Le ministre de la Santé et de la Qualité de la vie, Lormus Bundhoo, a soutenu que toutes les précautions sont prises pour que les risques de trafic d’organes soient minimisés. C’était hier, lors de sa conclusion au Human Tissue (Removal, Preservation and Transplant) (Amendment) Bill, à l’Assemblée nationale. Le projet de loi a été voté sans amendements.
Lormus Bundhoo précise que seul un membre de la famille du patient pourra faire don de son organe à ce dernier. La loi prévoit des institutions précises où ces opérations pourront avoir lieu et des affidavits pour confirmer l’identité du donneur et du receveur avant toute action. « With a view to providing further safeguards, under regulations to be made under section 21 of the Act, against racketing and commercialization of transplantation services, the penalty is being increased to a fine of Rs 100,000 and to 5 years imprisonment. »
Le ministre Bundhoo a souligné que le projet de loi fait provision pour la mise en place d’un cadre légal « to carry out the removal, preservation and transplant of human tissue under appropriate medical supervision ». Il note que jusqu’à présent seule la section 16 du projet de loi, qui concerne la constitution du conseil d’administration, a été promulguée. L’objectif : qu’il puisse venir de l’avant avec des propositions dans le cadre de l’enlèvement, la préservation et la transplantation des tissus humains.

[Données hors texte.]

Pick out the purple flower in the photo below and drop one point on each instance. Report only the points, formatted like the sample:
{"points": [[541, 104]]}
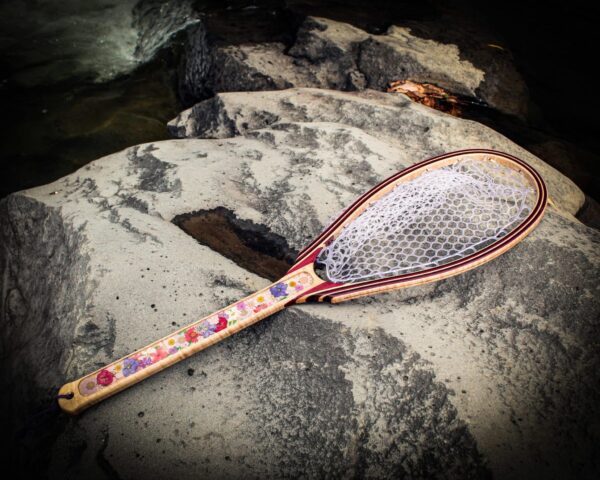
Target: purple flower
{"points": [[130, 366], [210, 329], [144, 362], [279, 290]]}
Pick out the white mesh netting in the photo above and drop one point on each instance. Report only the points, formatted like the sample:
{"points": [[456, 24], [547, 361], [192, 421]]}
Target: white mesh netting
{"points": [[440, 216]]}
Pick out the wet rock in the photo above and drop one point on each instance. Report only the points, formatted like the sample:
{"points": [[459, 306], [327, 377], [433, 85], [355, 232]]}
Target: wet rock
{"points": [[494, 372], [418, 132], [337, 55]]}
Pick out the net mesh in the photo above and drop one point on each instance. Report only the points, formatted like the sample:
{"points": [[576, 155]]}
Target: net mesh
{"points": [[440, 216]]}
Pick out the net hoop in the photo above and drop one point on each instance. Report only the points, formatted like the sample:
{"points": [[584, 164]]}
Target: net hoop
{"points": [[336, 292]]}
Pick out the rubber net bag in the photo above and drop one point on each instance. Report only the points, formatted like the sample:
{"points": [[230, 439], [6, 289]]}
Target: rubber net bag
{"points": [[440, 216]]}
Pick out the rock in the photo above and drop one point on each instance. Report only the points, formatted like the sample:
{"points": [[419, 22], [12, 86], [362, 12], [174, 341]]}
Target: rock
{"points": [[417, 131], [336, 55], [494, 372]]}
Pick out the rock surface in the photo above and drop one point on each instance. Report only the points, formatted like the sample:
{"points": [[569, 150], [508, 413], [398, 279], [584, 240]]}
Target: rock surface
{"points": [[416, 131], [336, 55], [494, 372]]}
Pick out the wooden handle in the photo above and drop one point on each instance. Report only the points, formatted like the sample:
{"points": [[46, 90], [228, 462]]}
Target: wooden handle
{"points": [[186, 341]]}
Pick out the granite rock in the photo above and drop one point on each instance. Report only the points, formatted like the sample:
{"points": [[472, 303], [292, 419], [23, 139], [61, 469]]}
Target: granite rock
{"points": [[494, 372], [418, 132], [336, 55]]}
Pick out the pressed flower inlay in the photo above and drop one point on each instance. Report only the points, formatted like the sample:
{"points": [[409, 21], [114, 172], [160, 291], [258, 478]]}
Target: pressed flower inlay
{"points": [[192, 334]]}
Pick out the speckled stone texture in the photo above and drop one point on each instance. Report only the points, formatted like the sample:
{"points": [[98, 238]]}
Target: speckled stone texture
{"points": [[337, 55], [494, 373]]}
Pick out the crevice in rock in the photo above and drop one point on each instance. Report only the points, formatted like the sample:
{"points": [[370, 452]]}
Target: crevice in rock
{"points": [[252, 246]]}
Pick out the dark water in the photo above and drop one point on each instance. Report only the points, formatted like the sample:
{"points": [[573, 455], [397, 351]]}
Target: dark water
{"points": [[82, 79]]}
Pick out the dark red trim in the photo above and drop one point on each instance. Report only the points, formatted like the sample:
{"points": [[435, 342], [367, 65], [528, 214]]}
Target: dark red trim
{"points": [[307, 256]]}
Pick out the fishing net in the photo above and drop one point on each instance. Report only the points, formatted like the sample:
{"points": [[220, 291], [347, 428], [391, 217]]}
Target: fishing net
{"points": [[440, 216]]}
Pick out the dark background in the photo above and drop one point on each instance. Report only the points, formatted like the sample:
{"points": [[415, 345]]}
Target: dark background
{"points": [[57, 116]]}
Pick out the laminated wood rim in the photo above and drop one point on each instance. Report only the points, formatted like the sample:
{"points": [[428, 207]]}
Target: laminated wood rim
{"points": [[337, 292]]}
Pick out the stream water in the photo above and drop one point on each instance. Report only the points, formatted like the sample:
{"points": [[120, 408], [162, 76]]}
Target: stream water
{"points": [[79, 80]]}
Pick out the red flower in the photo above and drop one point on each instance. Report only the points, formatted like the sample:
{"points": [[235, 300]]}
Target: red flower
{"points": [[191, 335], [221, 325], [159, 355], [104, 377]]}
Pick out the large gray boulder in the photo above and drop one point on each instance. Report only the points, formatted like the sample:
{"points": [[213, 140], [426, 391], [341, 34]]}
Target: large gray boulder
{"points": [[336, 55], [417, 132], [492, 372]]}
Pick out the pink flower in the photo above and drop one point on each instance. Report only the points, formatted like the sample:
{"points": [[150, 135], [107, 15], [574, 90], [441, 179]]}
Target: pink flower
{"points": [[221, 325], [104, 377], [260, 307], [159, 354], [191, 335]]}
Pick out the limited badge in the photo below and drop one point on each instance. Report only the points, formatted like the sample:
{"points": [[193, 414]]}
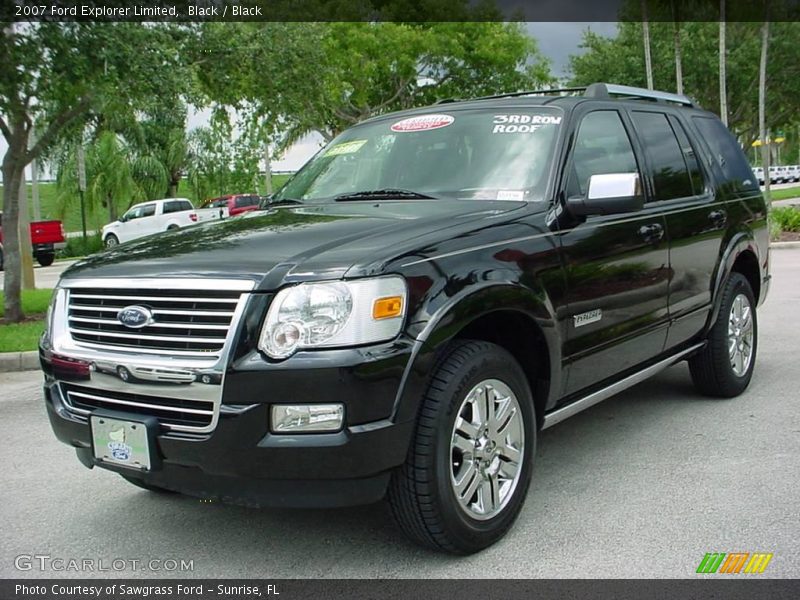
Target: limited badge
{"points": [[119, 449]]}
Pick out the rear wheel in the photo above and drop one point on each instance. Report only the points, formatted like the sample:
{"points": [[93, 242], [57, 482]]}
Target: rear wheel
{"points": [[469, 464], [725, 366]]}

Cependant, concède-t-il, pour des raisons techniques ayant trait à l’exploitation de l’expertise étrangère pour la préparation des règlements et le manque de compétences infrastructurelles et de ressources humaines, peu de progrès ont été accomplis.
Néanmoins, poursuit Lormus Bundhoo, malgré l’absence de règlements appropriés, des transplantations rénales et de la cornée ont lieu régulièrement dans les hôpitaux publics selon des lignes directrices qui ont été élaborées. Il rappelle que le gouvernement souhaite créer un environnement propice pour faire de Maurice un medical hub dans la région. Le ministre de la Santé souligne qu’il y a eu une émergence d’institutions médicales avec des infrastructures high-tech ces dernières années. « Both infrastructure and capacity building have also evolved in a significant manner in the public and private sectors recently. It is, therefore, now the opportune moment to consolidate the legislative framework and to come up with appropriate regulations in order to allow transplant surgery to be carried with all necessary safeguards. Given the complexity of ensuring all necessary safeguards in the provision of this service, it is fundamental that we proceed in a careful and phased manner », dit-il.
Le ministre de la Santé indique que dès qu’il a assumé ce poste, il est venu de l’avant avec l’idée de formuler des règlements pour que des transplantations rénales puissent avoir lieu dans les institutions médicales mauriciennes. Dans ce contexte, fait-il ressortir, une équipe du Centre de Néphrologie de la Transplantation Rénale de Marseille était à Maurice en janvier 2012. Elle a eu des sessions de travail avec des officiers du ministère de tutelle et d’autres partenaires en vue de venir de l’avant avec les règlements.
Les amendements autorisent un chirurgien spécialiste ayant 5 ans d’expérience en transplantation d’organe à effectuer les opérations et octroient « immunity from civil or criminal proceedings to be conferred on members of the Board or of any committee set up under the Act, or other persons or bodies, with respect to the execution of their duties, or the exercise of their powers, in good faith under the Act. This is a major amendment as it will provide immunity to the following : (i) the Chairman and members of the Organ and Tissue Transplant Board ; (ii) the Chairperson and members of the Authorisation Committee which will be set up under forthcoming Regulations ; and (iii) any other person who may be required to assist the Board or the Authorisation Committee ».
Le ministre soutient que « we are planning to proceed in a phased manner. Following these amendments, regulations will be finalised to enable renal transplantation from live donors only ». Il annonce que le ministère de tutelle travaille sur l’élaboration d’un protocole d’accord avec l’Assistance publique — Hôpitaux de Marseille et l’université d’Aix Marseille. « Our collaboration with the latter will enable us in the future to develop capacity and the regulatory framework for transplantation of other organs », affirme-t-il.